We have a Counselor on staff to support students with social-emotional-behavioral issues. However, we are not a clinical, therapeutic setting, so if a student’s needs are great, we will recommend “outside” therapy and will work with that professional to support the student. If the student requires more time and attention than we can provide, we will discuss alternative academic options that are better suited to the youngster’s needs.
Faculty regularly attend morning meetings (10:00-10:20) while students take their snack break. During this time, Principal Suzy Travis conducts “case studies” on all newly enrolled students so that faculty understands each youngster’s strengths and needs. If, during the course of the year, a student appears on teachers’ radars, the faculty collectively brainstorms ways to support that student’s progress and success. Faculty also form focus groups that learn about then teach colleagues about issues that impact our community: ADHD, learning challenges, teenage sexuality, autism spectrum disorders, etc. Because teens are impulsive and often times engage in risky behavior, experts are also invited to inservice faculty on topics such as sexual and substance abuse and cyber safety.
- Food service—breakfast, snacks, and lunch—is provided by Uncle Steve’s Kitchen for a nominal fee. Lunch offerings include salads, sandwiches, and complete meals, and must be pre-ordered. Students bringing snacks and lunch from home have access to microwave ovens.
- We do not have a gym but we do have a basketball court, weight room, and locker room with showers.
- While we do not have uniforms, students must select clothing from a menu of options (see attachment below).
- Students may participate in interscholastic sports.

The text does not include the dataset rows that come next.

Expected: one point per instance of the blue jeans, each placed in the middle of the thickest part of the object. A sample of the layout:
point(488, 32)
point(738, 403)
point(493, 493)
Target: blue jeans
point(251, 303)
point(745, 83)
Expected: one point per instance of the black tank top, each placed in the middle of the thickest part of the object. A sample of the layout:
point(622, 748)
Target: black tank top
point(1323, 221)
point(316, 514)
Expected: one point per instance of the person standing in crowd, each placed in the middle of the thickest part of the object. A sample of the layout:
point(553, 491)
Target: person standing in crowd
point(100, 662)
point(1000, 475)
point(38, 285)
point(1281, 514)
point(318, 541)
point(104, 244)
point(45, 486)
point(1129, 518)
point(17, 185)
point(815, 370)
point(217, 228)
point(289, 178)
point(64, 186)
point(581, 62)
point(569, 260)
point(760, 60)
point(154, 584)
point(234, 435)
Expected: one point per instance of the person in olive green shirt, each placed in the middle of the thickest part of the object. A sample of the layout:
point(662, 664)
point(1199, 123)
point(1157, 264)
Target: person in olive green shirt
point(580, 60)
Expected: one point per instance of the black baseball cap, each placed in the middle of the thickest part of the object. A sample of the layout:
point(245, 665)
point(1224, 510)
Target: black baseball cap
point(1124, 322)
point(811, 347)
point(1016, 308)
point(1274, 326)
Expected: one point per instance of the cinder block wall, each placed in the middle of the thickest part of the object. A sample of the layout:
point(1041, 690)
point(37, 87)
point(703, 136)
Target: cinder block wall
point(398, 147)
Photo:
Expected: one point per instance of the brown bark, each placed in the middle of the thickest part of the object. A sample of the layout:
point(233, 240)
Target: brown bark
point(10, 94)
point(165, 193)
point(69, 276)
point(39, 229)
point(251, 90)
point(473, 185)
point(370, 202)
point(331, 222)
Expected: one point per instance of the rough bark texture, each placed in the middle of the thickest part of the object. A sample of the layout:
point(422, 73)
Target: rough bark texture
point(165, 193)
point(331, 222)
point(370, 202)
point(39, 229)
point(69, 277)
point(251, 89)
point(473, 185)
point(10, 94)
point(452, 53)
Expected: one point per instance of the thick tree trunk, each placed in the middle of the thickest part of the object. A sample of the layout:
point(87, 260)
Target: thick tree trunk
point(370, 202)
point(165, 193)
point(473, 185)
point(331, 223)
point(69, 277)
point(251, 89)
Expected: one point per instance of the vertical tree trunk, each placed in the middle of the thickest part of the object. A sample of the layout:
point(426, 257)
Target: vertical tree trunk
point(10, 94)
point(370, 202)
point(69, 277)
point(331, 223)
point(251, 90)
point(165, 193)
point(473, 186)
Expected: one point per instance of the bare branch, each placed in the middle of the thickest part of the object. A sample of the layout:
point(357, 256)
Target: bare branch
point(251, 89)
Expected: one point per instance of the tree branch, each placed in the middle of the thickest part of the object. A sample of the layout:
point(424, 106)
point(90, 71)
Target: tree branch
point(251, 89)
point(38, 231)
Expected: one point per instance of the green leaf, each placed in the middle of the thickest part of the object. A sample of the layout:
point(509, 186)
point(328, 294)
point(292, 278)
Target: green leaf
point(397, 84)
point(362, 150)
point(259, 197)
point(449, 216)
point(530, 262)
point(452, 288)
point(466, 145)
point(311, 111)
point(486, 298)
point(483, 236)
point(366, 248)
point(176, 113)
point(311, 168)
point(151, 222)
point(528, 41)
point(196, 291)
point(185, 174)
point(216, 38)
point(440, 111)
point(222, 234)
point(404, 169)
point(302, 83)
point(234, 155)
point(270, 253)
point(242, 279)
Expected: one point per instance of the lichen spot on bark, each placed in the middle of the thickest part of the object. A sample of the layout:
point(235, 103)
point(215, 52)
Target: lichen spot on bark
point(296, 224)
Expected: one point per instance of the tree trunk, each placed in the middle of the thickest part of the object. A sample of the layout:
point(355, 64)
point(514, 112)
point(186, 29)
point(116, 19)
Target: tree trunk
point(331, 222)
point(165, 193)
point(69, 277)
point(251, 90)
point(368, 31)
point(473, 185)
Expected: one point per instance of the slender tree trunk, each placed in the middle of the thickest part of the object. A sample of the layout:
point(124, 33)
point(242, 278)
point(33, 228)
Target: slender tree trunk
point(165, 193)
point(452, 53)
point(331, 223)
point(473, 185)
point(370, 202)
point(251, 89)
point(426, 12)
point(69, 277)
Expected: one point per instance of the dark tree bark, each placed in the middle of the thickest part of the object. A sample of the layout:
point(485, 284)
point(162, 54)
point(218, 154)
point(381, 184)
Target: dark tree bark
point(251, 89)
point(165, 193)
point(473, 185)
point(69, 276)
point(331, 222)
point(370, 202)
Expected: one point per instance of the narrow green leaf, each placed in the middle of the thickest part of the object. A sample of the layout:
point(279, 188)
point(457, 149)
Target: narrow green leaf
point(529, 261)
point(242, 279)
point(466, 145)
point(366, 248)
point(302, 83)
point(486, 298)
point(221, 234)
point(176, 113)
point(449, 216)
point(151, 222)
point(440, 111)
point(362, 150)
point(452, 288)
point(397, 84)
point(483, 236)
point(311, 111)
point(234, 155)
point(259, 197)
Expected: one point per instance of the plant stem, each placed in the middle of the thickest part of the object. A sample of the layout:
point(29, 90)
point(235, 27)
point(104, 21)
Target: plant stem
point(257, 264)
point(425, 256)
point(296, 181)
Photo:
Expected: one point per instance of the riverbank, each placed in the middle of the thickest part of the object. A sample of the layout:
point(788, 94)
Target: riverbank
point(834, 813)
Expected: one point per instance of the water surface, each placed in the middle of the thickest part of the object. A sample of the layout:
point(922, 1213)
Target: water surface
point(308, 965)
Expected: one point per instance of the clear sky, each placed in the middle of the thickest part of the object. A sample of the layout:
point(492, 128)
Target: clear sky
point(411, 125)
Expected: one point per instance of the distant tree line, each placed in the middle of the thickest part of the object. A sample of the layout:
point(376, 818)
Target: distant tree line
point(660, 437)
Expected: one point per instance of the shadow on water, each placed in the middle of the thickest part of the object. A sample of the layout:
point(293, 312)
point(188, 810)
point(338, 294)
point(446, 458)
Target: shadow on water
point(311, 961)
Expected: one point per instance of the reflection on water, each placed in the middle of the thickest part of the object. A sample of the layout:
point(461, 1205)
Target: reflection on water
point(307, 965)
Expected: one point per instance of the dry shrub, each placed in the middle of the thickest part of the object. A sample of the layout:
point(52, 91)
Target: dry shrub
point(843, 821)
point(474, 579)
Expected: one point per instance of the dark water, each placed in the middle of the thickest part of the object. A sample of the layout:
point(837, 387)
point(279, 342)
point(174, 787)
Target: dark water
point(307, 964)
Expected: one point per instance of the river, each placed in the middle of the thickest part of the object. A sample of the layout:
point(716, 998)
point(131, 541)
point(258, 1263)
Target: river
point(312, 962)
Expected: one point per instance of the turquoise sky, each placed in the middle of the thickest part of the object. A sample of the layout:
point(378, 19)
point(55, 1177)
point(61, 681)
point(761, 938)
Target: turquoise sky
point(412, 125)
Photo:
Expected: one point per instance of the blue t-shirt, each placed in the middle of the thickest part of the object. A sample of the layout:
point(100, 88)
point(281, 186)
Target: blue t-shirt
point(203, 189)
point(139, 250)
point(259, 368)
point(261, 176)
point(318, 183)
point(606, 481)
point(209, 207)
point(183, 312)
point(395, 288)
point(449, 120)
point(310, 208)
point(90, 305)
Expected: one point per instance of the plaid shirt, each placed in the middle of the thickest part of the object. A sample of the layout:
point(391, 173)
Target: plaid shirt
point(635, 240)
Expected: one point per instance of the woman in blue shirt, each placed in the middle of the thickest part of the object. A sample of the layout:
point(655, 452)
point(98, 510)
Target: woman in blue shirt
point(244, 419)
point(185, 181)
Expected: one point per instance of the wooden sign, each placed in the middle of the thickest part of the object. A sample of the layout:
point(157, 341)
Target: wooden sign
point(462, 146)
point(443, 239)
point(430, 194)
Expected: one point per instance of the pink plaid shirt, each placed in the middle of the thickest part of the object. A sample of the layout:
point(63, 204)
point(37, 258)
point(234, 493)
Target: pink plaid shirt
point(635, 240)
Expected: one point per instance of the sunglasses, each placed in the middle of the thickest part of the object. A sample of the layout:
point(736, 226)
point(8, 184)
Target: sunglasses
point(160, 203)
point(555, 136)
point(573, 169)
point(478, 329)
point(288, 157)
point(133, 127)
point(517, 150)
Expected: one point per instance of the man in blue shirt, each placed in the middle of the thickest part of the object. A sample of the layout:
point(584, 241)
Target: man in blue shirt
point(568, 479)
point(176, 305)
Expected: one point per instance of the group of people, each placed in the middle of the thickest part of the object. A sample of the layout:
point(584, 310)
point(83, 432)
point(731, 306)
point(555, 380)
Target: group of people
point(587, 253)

At Assets, we believe that students’ participation in athletics should be joyful; consequently, if we have enough students to field our own team, we maintain a “no cut” rule so that everyone who wants to play can do so. Every student on Assets-sponsored teams is expected to play in each game. If we team up with other schools for a sport, we must abide by the hosting school’s rules and expectations. We bus students to practice and they must find their own way home. There’s a an athletic fee to cover the cost of coaches, uniforms, and transportation.
- We offer limited financial aid (usually no more than 50% of tuition) to families who demonstrate need.